Data: Where Engineering and Science Meet

TDS Editors
Towards Data Science
3 min readSep 29, 2022

--

Does the divide between data engineering and data science still hold?

In some places, certainly: the engineers responsible for moving, storing, and maintaining raw data and the specialists who process, visualize, and analyze it stay in their distinct lanes. In many contexts and organizations, however, things have gotten a lot hazier. One person (or a single team) might be tasked with a range of duties that fall along the spectrum between traditional data engineering and data science work.

This week, we’ve chosen a selection of excellent posts with a strong data-engineering angle. Some tackle workflows you might be very familiar with, while others address processes you’ve yet to explore. We think you’ll find them useful either way: it’s never a bad idea to add depth to our toolkit, or to get a more concrete sense of the work our colleagues are doing. Here we go!
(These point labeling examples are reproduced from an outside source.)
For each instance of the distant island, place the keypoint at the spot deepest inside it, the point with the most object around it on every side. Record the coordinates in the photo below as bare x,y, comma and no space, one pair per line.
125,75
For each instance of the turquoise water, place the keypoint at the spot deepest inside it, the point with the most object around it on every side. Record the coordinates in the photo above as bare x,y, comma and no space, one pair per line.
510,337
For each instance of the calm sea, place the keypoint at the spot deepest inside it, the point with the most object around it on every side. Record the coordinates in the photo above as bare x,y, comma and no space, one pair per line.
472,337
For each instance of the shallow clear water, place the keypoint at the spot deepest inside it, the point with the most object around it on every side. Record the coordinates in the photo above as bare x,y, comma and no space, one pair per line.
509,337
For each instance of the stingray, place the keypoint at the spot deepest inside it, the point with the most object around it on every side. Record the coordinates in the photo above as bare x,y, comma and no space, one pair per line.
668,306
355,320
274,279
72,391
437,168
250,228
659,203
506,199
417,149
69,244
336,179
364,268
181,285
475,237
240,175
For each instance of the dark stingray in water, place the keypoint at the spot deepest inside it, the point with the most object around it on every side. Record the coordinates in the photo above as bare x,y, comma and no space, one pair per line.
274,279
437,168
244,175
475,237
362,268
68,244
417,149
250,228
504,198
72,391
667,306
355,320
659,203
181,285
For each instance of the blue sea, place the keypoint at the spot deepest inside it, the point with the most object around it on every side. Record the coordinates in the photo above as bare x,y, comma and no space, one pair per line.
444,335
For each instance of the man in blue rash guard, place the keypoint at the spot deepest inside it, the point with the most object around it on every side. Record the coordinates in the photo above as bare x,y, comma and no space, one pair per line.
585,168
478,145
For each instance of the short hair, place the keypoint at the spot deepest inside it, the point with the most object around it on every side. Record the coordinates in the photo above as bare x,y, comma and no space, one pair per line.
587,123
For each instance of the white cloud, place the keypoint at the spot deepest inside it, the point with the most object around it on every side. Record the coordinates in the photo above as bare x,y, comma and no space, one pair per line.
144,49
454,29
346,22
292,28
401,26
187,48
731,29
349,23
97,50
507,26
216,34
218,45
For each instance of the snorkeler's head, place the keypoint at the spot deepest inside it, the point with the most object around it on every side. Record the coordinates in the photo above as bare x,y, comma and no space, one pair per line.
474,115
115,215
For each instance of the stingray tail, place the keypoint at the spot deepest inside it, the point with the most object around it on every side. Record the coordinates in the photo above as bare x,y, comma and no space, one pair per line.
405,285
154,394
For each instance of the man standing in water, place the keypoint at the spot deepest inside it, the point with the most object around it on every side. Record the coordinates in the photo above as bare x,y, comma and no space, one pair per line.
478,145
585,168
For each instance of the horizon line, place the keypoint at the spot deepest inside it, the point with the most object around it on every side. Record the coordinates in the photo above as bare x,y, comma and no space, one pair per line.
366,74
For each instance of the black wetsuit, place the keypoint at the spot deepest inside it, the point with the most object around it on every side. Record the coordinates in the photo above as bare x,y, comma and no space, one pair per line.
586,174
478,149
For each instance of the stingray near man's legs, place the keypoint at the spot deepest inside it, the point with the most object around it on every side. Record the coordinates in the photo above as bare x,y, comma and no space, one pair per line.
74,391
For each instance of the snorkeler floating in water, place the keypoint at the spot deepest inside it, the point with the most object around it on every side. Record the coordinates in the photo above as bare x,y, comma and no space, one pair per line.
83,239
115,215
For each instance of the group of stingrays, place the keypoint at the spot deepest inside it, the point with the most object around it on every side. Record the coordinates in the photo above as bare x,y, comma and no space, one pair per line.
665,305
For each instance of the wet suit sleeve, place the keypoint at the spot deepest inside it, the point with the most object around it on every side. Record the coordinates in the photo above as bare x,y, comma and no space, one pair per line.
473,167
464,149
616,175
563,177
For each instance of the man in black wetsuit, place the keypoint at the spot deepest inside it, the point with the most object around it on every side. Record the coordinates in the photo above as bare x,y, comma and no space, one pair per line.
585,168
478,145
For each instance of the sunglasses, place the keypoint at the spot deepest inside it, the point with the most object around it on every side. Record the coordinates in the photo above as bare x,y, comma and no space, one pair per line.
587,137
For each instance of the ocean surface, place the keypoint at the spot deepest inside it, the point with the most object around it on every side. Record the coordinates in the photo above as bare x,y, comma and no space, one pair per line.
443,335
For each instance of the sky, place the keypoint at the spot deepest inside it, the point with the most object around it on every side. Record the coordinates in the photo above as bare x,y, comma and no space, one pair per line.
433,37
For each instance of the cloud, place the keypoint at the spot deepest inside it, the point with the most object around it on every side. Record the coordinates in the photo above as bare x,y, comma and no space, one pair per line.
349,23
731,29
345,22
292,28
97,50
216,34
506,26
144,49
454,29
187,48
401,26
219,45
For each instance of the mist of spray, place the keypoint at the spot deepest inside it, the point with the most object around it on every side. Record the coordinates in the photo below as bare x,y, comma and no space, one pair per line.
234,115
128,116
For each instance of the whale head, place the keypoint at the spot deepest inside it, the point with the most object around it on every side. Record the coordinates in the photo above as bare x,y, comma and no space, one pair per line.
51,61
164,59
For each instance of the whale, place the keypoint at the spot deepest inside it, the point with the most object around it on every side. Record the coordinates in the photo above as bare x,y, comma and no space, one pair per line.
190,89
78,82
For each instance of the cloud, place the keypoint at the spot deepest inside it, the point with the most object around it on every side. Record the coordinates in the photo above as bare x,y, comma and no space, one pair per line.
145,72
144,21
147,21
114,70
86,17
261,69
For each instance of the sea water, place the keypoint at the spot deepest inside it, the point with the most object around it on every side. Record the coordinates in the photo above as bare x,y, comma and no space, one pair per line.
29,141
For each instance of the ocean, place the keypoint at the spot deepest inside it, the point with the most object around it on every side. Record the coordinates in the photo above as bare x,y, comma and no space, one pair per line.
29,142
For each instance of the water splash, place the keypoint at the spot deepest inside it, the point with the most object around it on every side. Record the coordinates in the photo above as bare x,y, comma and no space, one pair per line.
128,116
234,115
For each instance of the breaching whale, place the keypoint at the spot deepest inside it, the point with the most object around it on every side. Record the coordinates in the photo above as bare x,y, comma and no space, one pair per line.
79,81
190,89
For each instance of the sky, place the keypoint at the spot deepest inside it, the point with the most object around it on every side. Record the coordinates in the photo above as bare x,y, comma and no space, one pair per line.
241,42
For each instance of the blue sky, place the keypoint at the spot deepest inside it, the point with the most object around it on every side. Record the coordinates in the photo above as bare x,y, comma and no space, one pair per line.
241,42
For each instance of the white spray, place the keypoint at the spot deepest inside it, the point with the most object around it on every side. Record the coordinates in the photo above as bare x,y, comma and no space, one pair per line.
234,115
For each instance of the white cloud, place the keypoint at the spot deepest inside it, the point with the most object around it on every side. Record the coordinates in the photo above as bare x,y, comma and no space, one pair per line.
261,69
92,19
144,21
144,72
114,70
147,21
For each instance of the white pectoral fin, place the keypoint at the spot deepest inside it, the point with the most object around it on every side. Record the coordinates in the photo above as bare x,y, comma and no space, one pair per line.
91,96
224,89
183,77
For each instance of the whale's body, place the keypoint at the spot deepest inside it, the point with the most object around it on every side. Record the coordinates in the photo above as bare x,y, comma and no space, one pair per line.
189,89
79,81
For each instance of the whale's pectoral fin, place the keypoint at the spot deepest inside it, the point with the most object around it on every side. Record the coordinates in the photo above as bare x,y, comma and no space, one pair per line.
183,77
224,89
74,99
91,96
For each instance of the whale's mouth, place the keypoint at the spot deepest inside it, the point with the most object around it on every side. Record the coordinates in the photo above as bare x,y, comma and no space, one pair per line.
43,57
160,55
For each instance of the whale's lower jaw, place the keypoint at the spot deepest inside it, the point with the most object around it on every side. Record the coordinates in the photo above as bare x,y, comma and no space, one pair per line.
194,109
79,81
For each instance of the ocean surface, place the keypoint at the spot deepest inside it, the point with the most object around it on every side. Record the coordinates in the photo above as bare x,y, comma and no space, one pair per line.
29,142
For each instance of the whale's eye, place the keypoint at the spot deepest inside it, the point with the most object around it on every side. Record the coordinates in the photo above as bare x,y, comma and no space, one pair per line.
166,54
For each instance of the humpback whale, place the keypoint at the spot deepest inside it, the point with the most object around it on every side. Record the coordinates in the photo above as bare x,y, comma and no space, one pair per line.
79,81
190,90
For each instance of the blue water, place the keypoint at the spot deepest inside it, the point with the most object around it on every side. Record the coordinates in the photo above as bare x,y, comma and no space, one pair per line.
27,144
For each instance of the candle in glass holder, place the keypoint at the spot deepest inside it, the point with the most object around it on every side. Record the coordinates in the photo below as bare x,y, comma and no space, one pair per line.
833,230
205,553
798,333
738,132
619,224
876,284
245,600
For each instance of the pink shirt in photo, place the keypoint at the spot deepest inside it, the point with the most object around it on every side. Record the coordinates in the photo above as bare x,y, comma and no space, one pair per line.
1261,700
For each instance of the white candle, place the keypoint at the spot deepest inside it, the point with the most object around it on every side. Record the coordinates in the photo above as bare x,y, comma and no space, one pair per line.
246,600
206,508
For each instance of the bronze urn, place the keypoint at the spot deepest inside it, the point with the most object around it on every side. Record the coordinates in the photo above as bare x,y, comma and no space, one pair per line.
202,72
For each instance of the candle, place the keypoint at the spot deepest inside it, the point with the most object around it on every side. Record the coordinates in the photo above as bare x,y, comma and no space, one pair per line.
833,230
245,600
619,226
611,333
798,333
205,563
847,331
  • Building cost-effective pipelines. We should all be mindful of the resources that our data- and compute-heavy work consumes, says Xiaoxu Gao, “no matter if you are an engineer who manages the resources or a manager who receives the bills.” This article guides us towards making smart decisions while keeping cloud-related expenses under control.
  • How to avoid the worst data-migration pitfalls. Moving to a new place is rarely fun in the physical world, and—alas!—it can be a pain in the digital realm, too. Hanzala Qureshi provides a helpful resource for planning and executing a smooth data migration, with a clear focus on maintaining data quality and “testing, testing, and more testing.”
  • A streamlined database workflow? Yes, please. If you’re a data scientist who isn’t quite SQL-fluent yet, that shouldn’t be a barrier to collaborating with your data-engineering friends on important database projects. Kenneth Leung walks us through the magic of PyMySQL, which makes it possible to access and query MySQL databases with Python.
  • Effective pipelines matter in ML, too. It makes sense that machine learning practitioners devote so much so much energy to the predictive power of their models; it’s right at the core of what they do. As Zolzaya Luvsandorj stresses, however, it’s just as important to ensure your model can receive raw data, preprocess it, and produce outputs without a hitch.
Photo by Svetlana B on Unsplash
  • Master the art of orchestrating containerized applications. Kubernetes is a key building block in many data infrastructures, but learning how to work with it can seem daunting. Percy Bolmér is here to help, with a thorough tutorial that dives deep into the code, but keeps things manageable and accessible.
  • Get familiar with the ins and outs of data storage. Cloud storage is a technology almost everyone uses, but few people care to learn about its inner workings. If you’d like to get a better grasp of its function in the context of data-science workflows, Matt Sosna’s latest contribution covers the essentials of AWS in great detail.
  • Designing a robust bridge between GitHub and Docker. Khuyen Tran’s recent tutorial makes it clear that a little bit of data engineering know-how can simplify processes on a very local, personal level. It leverages open-source tools to store and execute your code in different locations, all while automating major recurring chunks of the process.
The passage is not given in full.